In Ireland we have what is described as a temperate climate. That is to say the temperature does not fluctuate too wildly. Temperatures vary from an Average of 5 degrees in January to 15 degrees average in July. But every year there comes a time when it becomes almost unbearable to be outdoors. The days become too short for the suns rays to have any meaningful effect on the air temperature and evening often threatens to arrive anytime after lunch. This can happen anytime from October to February.

The temperature hovers in and around 3-5 degrees celsius, nothing spectacular in itself, but combined with freezing, driving rain and a steady northern wind, these conditions can be best described as Bitter.
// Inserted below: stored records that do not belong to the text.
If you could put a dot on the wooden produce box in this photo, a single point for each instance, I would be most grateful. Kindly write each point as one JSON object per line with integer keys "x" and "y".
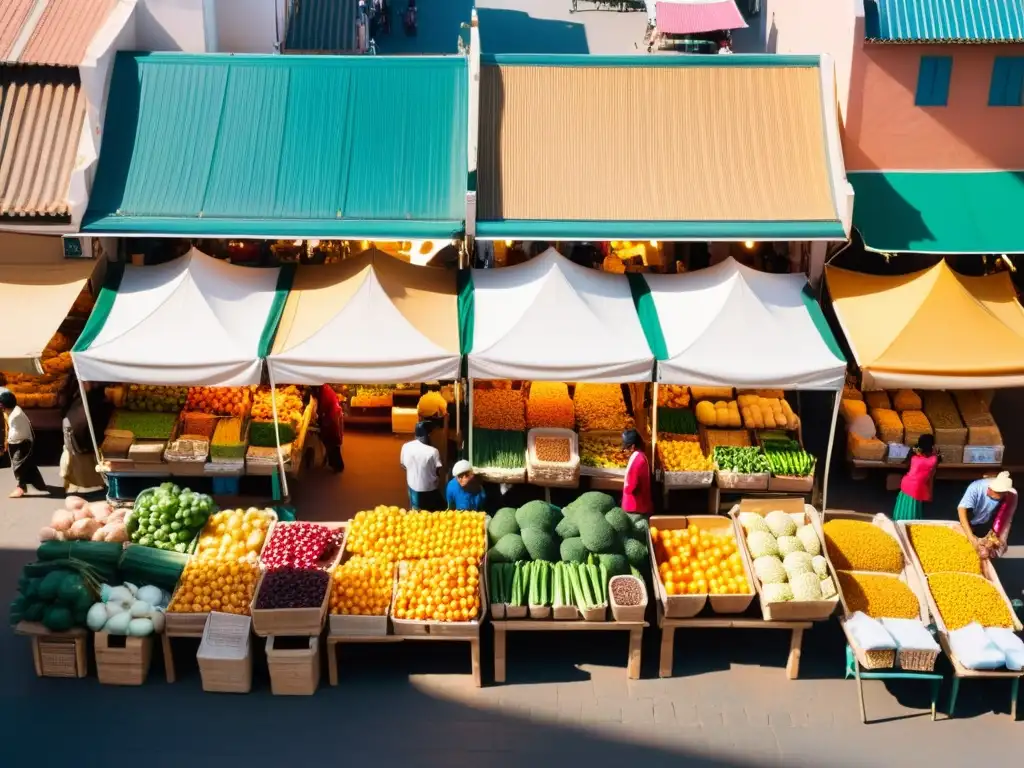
{"x": 794, "y": 610}
{"x": 294, "y": 671}
{"x": 686, "y": 606}
{"x": 122, "y": 660}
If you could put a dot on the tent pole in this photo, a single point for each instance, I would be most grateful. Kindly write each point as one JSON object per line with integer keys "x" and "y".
{"x": 276, "y": 434}
{"x": 832, "y": 440}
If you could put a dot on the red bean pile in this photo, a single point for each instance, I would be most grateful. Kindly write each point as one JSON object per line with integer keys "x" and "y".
{"x": 292, "y": 588}
{"x": 300, "y": 545}
{"x": 627, "y": 591}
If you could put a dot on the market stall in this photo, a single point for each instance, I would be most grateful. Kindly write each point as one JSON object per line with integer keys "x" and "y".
{"x": 729, "y": 342}
{"x": 933, "y": 347}
{"x": 549, "y": 343}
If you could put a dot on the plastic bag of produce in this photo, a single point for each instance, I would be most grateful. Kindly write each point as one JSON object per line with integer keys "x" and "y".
{"x": 974, "y": 648}
{"x": 1011, "y": 645}
{"x": 909, "y": 634}
{"x": 868, "y": 634}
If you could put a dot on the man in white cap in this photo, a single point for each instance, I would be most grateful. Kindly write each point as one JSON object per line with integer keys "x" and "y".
{"x": 464, "y": 491}
{"x": 990, "y": 503}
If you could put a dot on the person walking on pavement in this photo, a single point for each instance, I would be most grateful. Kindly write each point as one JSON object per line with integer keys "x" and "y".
{"x": 422, "y": 463}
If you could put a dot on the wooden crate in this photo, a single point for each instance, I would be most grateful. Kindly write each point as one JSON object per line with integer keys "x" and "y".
{"x": 294, "y": 672}
{"x": 122, "y": 660}
{"x": 686, "y": 606}
{"x": 795, "y": 610}
{"x": 56, "y": 653}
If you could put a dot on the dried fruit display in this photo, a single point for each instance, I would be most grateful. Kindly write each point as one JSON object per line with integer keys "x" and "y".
{"x": 499, "y": 410}
{"x": 600, "y": 408}
{"x": 549, "y": 406}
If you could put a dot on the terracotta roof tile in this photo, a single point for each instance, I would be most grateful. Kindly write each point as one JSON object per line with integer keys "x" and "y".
{"x": 41, "y": 114}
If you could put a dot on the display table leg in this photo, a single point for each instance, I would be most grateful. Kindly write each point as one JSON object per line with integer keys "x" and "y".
{"x": 793, "y": 666}
{"x": 165, "y": 642}
{"x": 332, "y": 662}
{"x": 636, "y": 647}
{"x": 499, "y": 653}
{"x": 668, "y": 645}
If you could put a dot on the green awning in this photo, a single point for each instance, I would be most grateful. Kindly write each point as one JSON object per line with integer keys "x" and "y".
{"x": 270, "y": 145}
{"x": 939, "y": 212}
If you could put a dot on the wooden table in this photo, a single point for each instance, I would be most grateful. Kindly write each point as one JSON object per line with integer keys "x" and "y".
{"x": 669, "y": 627}
{"x": 544, "y": 625}
{"x": 472, "y": 637}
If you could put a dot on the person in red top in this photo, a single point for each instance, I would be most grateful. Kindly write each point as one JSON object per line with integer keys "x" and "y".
{"x": 636, "y": 492}
{"x": 331, "y": 419}
{"x": 915, "y": 487}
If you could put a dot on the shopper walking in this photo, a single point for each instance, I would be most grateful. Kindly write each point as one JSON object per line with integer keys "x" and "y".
{"x": 918, "y": 483}
{"x": 421, "y": 462}
{"x": 20, "y": 440}
{"x": 636, "y": 491}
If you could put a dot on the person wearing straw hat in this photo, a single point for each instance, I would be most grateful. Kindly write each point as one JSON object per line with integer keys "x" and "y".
{"x": 986, "y": 512}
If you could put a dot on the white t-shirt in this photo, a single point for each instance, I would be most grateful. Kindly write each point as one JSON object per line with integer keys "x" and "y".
{"x": 18, "y": 426}
{"x": 421, "y": 463}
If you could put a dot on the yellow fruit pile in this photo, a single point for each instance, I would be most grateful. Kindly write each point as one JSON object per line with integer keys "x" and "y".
{"x": 680, "y": 456}
{"x": 215, "y": 585}
{"x": 692, "y": 561}
{"x": 549, "y": 406}
{"x": 600, "y": 407}
{"x": 499, "y": 409}
{"x": 963, "y": 598}
{"x": 941, "y": 548}
{"x": 878, "y": 596}
{"x": 235, "y": 535}
{"x": 720, "y": 414}
{"x": 361, "y": 587}
{"x": 438, "y": 589}
{"x": 858, "y": 545}
{"x": 395, "y": 535}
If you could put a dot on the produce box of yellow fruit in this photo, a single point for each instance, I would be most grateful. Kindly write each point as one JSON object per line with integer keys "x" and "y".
{"x": 684, "y": 464}
{"x": 697, "y": 559}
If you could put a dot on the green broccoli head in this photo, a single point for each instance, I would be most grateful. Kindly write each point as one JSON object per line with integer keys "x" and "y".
{"x": 572, "y": 550}
{"x": 501, "y": 524}
{"x": 512, "y": 548}
{"x": 538, "y": 515}
{"x": 540, "y": 544}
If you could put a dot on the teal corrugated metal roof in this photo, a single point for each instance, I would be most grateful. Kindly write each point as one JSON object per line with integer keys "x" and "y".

When the outdoors seem deliberately hostile towards you there is little option but to hibernate. In Kenneth Grahame's novel 'The Wind in the Willows' , Toad, Mole, Rat and Badger know only too well, that the best place to be on a bitterly cold day is tucked up warm in front of a roaring fire preferably with a hot toddy.

But if you have the thirst for adventure or are drawn into that steel wind there can be the most dramatic and spectacular rewards. Apart from rosey red cheeks the severe weather often transforms our mountainous landscape into a stark unfamiliar spectacle in high definition.

I prefer my hot blackcurrant served from a flask on the side of hill with the sublime frozen terror of the winter landscape as my backdrop. Ideally on leeside of a holly bush.

If you're going into the hills in winter, stay safe, dress appropriately, wear a high vis vest, bring a warm drink and tell someone where you are going.